Stab in the dark, if you are looking to circumvent meta-data and size related things:
Edge Detection and scale-independent comparison
Sampling and statistical analysis of grayscale/RGB values (average lum, averaged color map)
FFT and other transforms (Good article Classification of Fingerprints using FFT)
And numerous others.
Basically:
Convert JPG/PNG/GIF whatever into an RGB byte array which is independent of encoding
Use a fuzzy pattern classification method to generate a 'hash of the pattern' in the image ... not a hash of the RGB array as some suggest
Then you want a distributed method of fast hash comparison based on matching threshold on the encapsulated hash or encoding of the pattern. Erlang would be good for this :)
Advantages are:
Will, if you use any AI/Training, spot duplicates regardless of encoding, size, aspect, hue and lum modification, dynamic range/subsampling differences and in some cases perspective
Disadvantages:
Can be hard to code .. something like OpenCV might help
Probabilistic ... false positives are likely but can be reduced with neural networks and other AI
Slow unless you can encapsulate pattern qualities and distribute the search (MapReduce style)
Checkout image analysis books such as:
Pattern Classification 2ed
Image Processing Fundamentals
Image Processing - Principles and Applications
And others
If you are scaling the image, then things are simpler. If not, then you have to contend with the fact that scaling is lossy in more ways than sample reduction.

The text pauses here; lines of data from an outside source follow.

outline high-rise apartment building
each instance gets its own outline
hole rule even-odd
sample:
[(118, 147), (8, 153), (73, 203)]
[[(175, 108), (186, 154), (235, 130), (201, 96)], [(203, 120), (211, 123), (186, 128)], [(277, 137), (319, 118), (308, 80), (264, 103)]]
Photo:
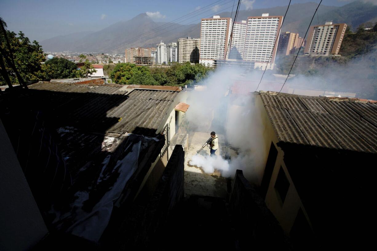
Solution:
[(226, 59), (230, 38), (232, 19), (213, 16), (202, 19), (199, 63), (212, 66), (214, 60)]
[(305, 41), (304, 41), (304, 38), (301, 37), (299, 37), (299, 39), (297, 40), (297, 48), (298, 49), (301, 47), (305, 47)]
[(346, 28), (345, 23), (333, 24), (332, 22), (326, 22), (324, 25), (311, 26), (305, 54), (316, 56), (337, 55)]
[(161, 43), (157, 44), (157, 52), (156, 56), (156, 63), (161, 64), (167, 63), (167, 53), (166, 51), (166, 45), (161, 41)]
[(155, 51), (152, 51), (150, 52), (150, 56), (152, 57), (152, 58), (153, 60), (153, 64), (154, 64), (156, 63), (156, 57), (157, 56), (157, 49)]
[(200, 38), (178, 38), (178, 61), (180, 63), (190, 62), (199, 63)]
[(167, 54), (167, 61), (177, 62), (178, 61), (178, 49), (177, 48), (177, 43), (172, 43), (168, 44), (166, 48)]
[(289, 55), (294, 53), (297, 47), (298, 41), (298, 33), (293, 33), (287, 31), (285, 33), (280, 34), (276, 53), (284, 55)]
[(130, 48), (126, 49), (124, 62), (135, 63), (135, 57), (151, 57), (151, 52), (155, 51), (155, 48)]
[(230, 59), (239, 60), (243, 58), (247, 26), (247, 23), (245, 20), (241, 22), (236, 22), (233, 24), (230, 52), (228, 57)]
[(268, 13), (248, 17), (244, 60), (254, 62), (255, 68), (264, 69), (267, 65), (267, 69), (272, 69), (282, 21), (282, 16), (270, 16)]

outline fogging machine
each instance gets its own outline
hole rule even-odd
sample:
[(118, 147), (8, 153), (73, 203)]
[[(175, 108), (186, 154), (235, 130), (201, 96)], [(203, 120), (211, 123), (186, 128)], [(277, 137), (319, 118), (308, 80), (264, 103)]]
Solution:
[(203, 150), (203, 148), (205, 147), (206, 145), (207, 145), (210, 144), (211, 142), (212, 141), (212, 137), (210, 137), (210, 138), (208, 139), (208, 140), (205, 141), (205, 143), (203, 145), (203, 146), (202, 147), (202, 148), (201, 148), (197, 152), (196, 152), (198, 153), (199, 153), (199, 152), (201, 151), (202, 150)]

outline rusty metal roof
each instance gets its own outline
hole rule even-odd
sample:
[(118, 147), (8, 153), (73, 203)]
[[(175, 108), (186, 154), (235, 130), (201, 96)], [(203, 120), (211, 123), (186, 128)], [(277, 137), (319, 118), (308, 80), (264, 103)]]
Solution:
[(377, 153), (377, 104), (357, 98), (261, 92), (281, 142)]
[(179, 92), (135, 87), (38, 83), (29, 86), (32, 95), (26, 97), (32, 106), (38, 99), (48, 106), (66, 126), (153, 135)]

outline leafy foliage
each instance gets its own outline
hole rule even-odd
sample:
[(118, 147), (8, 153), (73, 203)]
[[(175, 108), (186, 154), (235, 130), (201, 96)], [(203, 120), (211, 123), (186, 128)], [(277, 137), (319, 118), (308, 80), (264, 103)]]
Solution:
[(79, 75), (76, 64), (61, 58), (47, 60), (42, 67), (47, 78), (70, 78)]
[[(3, 24), (6, 27), (6, 24), (5, 23)], [(44, 60), (44, 56), (42, 47), (36, 41), (31, 43), (22, 32), (20, 31), (18, 34), (6, 30), (6, 32), (14, 64), (23, 81), (27, 82), (43, 78), (44, 75), (41, 63)], [(4, 56), (11, 58), (11, 54), (2, 32), (0, 32), (0, 46), (5, 52)], [(4, 63), (11, 82), (18, 83), (15, 73), (10, 66), (5, 60)], [(5, 80), (0, 75), (0, 85), (5, 84), (6, 83)]]
[(86, 58), (86, 56), (82, 54), (79, 57), (80, 58), (80, 62), (82, 63), (83, 61), (84, 64), (78, 71), (78, 75), (81, 78), (87, 78), (92, 73), (95, 72), (96, 70), (92, 65), (92, 63)]

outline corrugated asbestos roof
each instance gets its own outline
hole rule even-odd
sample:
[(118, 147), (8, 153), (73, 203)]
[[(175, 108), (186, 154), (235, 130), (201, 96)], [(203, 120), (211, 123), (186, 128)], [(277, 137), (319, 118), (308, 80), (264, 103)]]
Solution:
[(94, 131), (153, 134), (179, 92), (132, 87), (50, 82), (29, 86), (41, 91), (34, 94), (53, 107), (58, 117), (70, 122), (67, 125)]
[(281, 142), (377, 153), (377, 104), (357, 98), (261, 92)]

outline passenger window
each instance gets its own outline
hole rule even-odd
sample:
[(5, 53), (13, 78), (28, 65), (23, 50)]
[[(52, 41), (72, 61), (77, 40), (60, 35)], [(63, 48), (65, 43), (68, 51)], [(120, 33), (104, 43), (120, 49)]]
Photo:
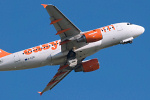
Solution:
[(0, 64), (3, 62), (3, 60), (2, 59), (0, 59)]

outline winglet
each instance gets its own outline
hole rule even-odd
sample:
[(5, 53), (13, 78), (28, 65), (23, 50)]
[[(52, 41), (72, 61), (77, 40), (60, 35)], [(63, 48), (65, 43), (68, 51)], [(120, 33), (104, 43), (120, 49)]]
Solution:
[(44, 8), (46, 8), (48, 5), (46, 5), (46, 4), (41, 4)]
[(43, 93), (42, 92), (38, 92), (40, 95), (42, 95)]

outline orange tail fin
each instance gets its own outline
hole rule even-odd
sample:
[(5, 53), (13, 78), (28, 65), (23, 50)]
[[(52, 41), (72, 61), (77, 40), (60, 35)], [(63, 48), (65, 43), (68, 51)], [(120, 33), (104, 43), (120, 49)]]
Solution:
[(4, 57), (4, 56), (7, 56), (7, 55), (10, 55), (11, 53), (8, 53), (2, 49), (0, 49), (0, 58)]

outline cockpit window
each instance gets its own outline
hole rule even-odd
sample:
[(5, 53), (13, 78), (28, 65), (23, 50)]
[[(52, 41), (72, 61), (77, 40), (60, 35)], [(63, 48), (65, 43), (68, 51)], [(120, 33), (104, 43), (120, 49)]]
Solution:
[(127, 23), (127, 25), (132, 25), (131, 23)]
[(0, 64), (3, 62), (3, 60), (2, 59), (0, 59)]

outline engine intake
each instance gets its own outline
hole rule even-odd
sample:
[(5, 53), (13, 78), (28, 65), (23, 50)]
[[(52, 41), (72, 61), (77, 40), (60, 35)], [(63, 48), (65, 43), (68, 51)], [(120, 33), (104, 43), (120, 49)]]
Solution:
[(75, 69), (75, 72), (91, 72), (99, 69), (99, 67), (98, 59), (91, 59), (86, 62), (82, 62), (81, 65)]
[(102, 39), (103, 39), (103, 36), (102, 36), (100, 29), (95, 29), (87, 33), (84, 33), (77, 41), (91, 43), (91, 42), (96, 42)]

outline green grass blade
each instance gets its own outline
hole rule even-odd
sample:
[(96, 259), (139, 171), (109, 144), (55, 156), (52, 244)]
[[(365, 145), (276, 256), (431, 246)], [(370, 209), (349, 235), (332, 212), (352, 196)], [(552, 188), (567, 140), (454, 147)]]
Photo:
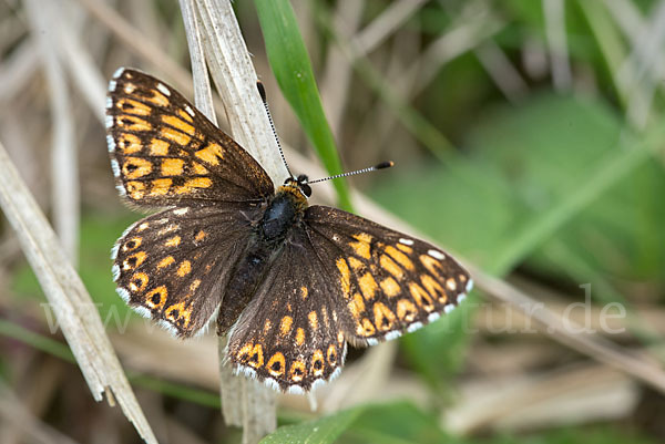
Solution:
[[(287, 0), (255, 0), (268, 61), (286, 100), (329, 174), (341, 173), (332, 132), (326, 120), (309, 55), (294, 10)], [(351, 203), (344, 179), (334, 180), (339, 206)]]
[(260, 444), (277, 443), (303, 443), (303, 444), (328, 444), (334, 443), (344, 433), (365, 407), (355, 407), (337, 412), (319, 420), (308, 421), (301, 424), (286, 425), (262, 440)]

Using the byte size of the image for comparison would be suitable for many applications. Another way would be to:
Strip out the metadata.
Calculate the MD5 (or other suitable hashing algorithm) for the
image.
Compare that to the MD5 (or whatever) of the potential dupe
image (provided you've stripped out
the metadata for that one too)
You could use an algorithm like SIFT (Scale Invariant Feature Transform) to determine key points in the pictures and match these.
See http://en.wikipedia.org/wiki/Scale-invariant_feature_transform
It is used e.g. when stitching images in a panorama to detect matching points in different images.

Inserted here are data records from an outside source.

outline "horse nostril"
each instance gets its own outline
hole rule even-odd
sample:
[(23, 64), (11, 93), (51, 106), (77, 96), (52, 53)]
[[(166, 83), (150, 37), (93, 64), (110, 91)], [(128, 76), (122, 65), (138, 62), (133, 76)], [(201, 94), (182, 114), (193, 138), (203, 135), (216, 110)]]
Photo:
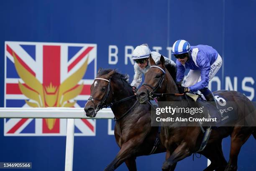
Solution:
[(147, 96), (147, 95), (145, 92), (141, 92), (139, 96), (141, 98), (145, 98)]
[(84, 108), (84, 111), (86, 113), (90, 113), (93, 112), (94, 111), (94, 109), (92, 108)]

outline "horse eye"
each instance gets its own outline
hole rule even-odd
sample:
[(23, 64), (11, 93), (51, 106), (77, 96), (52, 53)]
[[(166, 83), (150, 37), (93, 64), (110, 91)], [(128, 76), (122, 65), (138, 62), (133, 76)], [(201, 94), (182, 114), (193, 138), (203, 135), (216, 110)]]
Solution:
[(161, 74), (157, 74), (156, 76), (156, 78), (160, 78), (161, 76)]

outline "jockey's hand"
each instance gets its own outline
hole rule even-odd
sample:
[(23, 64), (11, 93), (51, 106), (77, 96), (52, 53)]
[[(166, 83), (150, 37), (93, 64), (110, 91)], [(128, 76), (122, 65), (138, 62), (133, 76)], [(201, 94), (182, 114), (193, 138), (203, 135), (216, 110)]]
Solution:
[(136, 87), (133, 86), (132, 87), (133, 91), (134, 93), (134, 95), (136, 95), (136, 92), (137, 92), (137, 88)]
[(179, 87), (181, 87), (181, 86), (181, 86), (181, 84), (182, 84), (181, 83), (182, 83), (181, 81), (180, 81), (180, 82), (176, 82), (176, 85), (177, 85), (177, 86), (178, 88), (179, 88)]
[(179, 90), (181, 93), (186, 93), (189, 92), (189, 89), (187, 87), (183, 87), (183, 86), (181, 86), (179, 87)]

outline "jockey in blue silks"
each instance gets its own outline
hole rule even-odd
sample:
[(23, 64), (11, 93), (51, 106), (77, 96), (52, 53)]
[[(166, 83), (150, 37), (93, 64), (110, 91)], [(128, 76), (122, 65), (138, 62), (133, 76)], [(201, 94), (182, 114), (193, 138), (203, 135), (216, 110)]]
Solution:
[[(187, 41), (179, 40), (173, 44), (172, 54), (177, 58), (176, 82), (180, 85), (181, 93), (199, 90), (207, 101), (216, 103), (213, 94), (207, 86), (209, 81), (222, 64), (222, 59), (217, 51), (211, 46), (202, 45), (190, 46)], [(190, 70), (186, 81), (182, 84), (186, 68)]]

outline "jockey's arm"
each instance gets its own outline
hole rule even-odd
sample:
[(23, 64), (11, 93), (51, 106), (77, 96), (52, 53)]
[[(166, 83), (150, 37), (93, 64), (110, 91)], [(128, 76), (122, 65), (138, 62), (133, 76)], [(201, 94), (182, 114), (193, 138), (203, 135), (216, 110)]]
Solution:
[(176, 82), (180, 82), (183, 80), (185, 68), (179, 60), (176, 60), (177, 73), (176, 74)]
[(131, 84), (131, 86), (134, 86), (137, 88), (142, 81), (142, 73), (136, 63), (134, 64), (133, 67), (134, 68), (134, 73), (135, 73), (133, 77), (133, 80)]
[(208, 59), (197, 61), (197, 65), (200, 68), (201, 73), (201, 80), (195, 84), (189, 87), (190, 91), (196, 91), (206, 87), (209, 83), (209, 73), (211, 66)]

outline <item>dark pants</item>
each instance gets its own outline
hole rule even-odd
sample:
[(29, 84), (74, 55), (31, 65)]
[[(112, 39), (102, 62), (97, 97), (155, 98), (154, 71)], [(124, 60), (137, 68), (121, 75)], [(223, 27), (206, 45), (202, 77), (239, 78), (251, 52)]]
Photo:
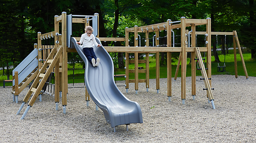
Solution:
[(83, 48), (83, 54), (85, 55), (85, 57), (86, 57), (87, 59), (91, 63), (92, 63), (92, 58), (95, 59), (95, 61), (96, 59), (97, 59), (93, 48)]

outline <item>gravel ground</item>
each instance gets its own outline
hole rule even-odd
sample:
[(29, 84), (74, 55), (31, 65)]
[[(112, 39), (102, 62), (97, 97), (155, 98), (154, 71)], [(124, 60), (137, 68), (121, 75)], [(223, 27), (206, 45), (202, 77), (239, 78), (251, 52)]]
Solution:
[[(85, 88), (69, 88), (67, 114), (61, 101), (55, 110), (52, 96), (44, 94), (20, 120), (26, 108), (16, 116), (27, 87), (13, 102), (12, 88), (0, 88), (0, 142), (256, 142), (256, 77), (212, 76), (215, 110), (212, 108), (203, 91), (204, 83), (197, 77), (197, 96), (193, 100), (191, 77), (186, 78), (186, 100), (182, 104), (180, 78), (172, 81), (171, 101), (167, 97), (167, 79), (160, 79), (159, 93), (155, 79), (150, 80), (147, 92), (145, 83), (139, 83), (138, 94), (130, 83), (128, 93), (121, 91), (137, 102), (142, 110), (143, 123), (110, 128), (101, 110), (96, 111), (90, 101), (86, 106)], [(118, 85), (124, 85), (118, 82)], [(83, 86), (83, 83), (76, 84)], [(70, 84), (70, 86), (73, 84)]]

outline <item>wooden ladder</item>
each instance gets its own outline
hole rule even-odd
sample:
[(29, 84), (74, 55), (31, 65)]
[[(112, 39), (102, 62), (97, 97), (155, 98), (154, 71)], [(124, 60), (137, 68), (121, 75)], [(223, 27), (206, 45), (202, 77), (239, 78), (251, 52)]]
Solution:
[[(42, 68), (38, 72), (34, 82), (32, 84), (31, 87), (29, 88), (29, 91), (23, 99), (23, 103), (27, 102), (31, 94), (34, 93), (34, 95), (28, 104), (28, 107), (25, 112), (23, 113), (21, 119), (24, 119), (28, 110), (35, 103), (35, 101), (37, 100), (38, 95), (41, 92), (42, 88), (46, 83), (48, 77), (50, 76), (50, 74), (52, 73), (52, 71), (53, 70), (53, 68), (55, 67), (57, 61), (59, 59), (60, 56), (62, 54), (62, 46), (61, 46), (59, 47), (53, 49), (46, 59), (46, 61), (43, 66)], [(24, 104), (23, 104), (23, 105), (24, 105)], [(20, 107), (20, 110), (19, 110), (17, 114), (19, 114), (19, 111), (20, 111), (22, 107), (23, 107), (22, 105), (22, 107)]]
[[(13, 91), (11, 92), (11, 93), (14, 95), (18, 95), (20, 93), (20, 92), (22, 92), (28, 86), (28, 85), (29, 84), (29, 83), (31, 83), (32, 80), (33, 80), (33, 79), (35, 78), (35, 77), (37, 77), (37, 75), (38, 74), (38, 71), (39, 70), (37, 69), (35, 72), (30, 73), (28, 76), (28, 77), (26, 77), (23, 80), (23, 81), (22, 81), (22, 83), (20, 83), (19, 86), (13, 86)], [(18, 79), (17, 72), (17, 73), (15, 73), (14, 77), (15, 77), (14, 79)], [(18, 82), (17, 80), (17, 82)], [(17, 83), (17, 84), (18, 83)]]
[(206, 88), (204, 88), (204, 90), (207, 91), (207, 94), (208, 95), (208, 99), (209, 101), (212, 102), (212, 108), (215, 109), (215, 106), (214, 105), (214, 102), (213, 102), (213, 100), (214, 100), (213, 96), (212, 95), (212, 88), (210, 87), (210, 82), (209, 82), (209, 80), (211, 80), (211, 79), (208, 79), (208, 76), (207, 76), (204, 64), (203, 63), (203, 59), (201, 55), (200, 51), (199, 50), (199, 48), (198, 47), (195, 48), (195, 54), (197, 55), (197, 57), (198, 59), (195, 59), (195, 60), (198, 60), (199, 66), (201, 68), (201, 73), (202, 74), (202, 76), (203, 76), (203, 79), (203, 79), (204, 82), (204, 86)]

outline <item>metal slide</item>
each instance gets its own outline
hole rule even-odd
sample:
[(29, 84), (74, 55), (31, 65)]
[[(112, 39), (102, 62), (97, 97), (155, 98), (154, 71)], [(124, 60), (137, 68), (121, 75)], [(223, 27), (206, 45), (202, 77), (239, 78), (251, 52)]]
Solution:
[[(96, 38), (98, 43), (101, 42)], [(71, 48), (76, 48), (85, 63), (85, 85), (94, 102), (103, 111), (107, 122), (114, 128), (121, 125), (142, 123), (142, 113), (136, 102), (126, 98), (119, 90), (114, 80), (114, 65), (109, 53), (102, 46), (94, 47), (96, 56), (100, 58), (98, 67), (89, 63), (82, 51), (82, 46), (71, 38)]]

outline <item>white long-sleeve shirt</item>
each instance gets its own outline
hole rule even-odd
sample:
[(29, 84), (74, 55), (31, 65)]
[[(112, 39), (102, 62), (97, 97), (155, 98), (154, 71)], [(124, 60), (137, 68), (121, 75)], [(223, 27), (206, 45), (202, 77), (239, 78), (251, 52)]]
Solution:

You want to perform an image hash. Since you didn't specify a particular language I'm guessing you don't have a preference. At the very least there's a Matlab toolbox (beta) that can do it: http://users.ece.utexas.edu/~bevans/projects/hashing/toolbox/index.html. Most of the google results on this are research results rather than actual libraries or tools.
The problem with MD5ing it is that MD5 is very sensitive to small changes in the input, and it sounds like you want to do something a bit "smarter."
Pretty interesting question. Fastest and easiest would be to calculate crc32 of content byte array but that would work only on 100% identical images. For more intelligent compare you would probably need some kind of fuzy logic analyzis...
I've implemented at least a trivial version of this. I transform and resize all images to a very small (fixed size) black and white thumbnail. I then compare those. It detects exact, resized, and duplicates transformed to black and white. It gets a lot of duplicates without a lot of cost.
The easiest thing to do is to do a hash (like MD5) of the image data, ignoring all other metadata. You can find many open source libraries that can decode common image formats so it's quite easy to strip metadata.
But that doesn't work when image itself is manipulated in anyway, including scaling, rotating.
To do exactly what you want, you have to use Image Watermarking but it's patented and can be expensive.
This is just an idea: Possibly low frequency components present in the DCT of the jpeg could be used as a size invariant identifier.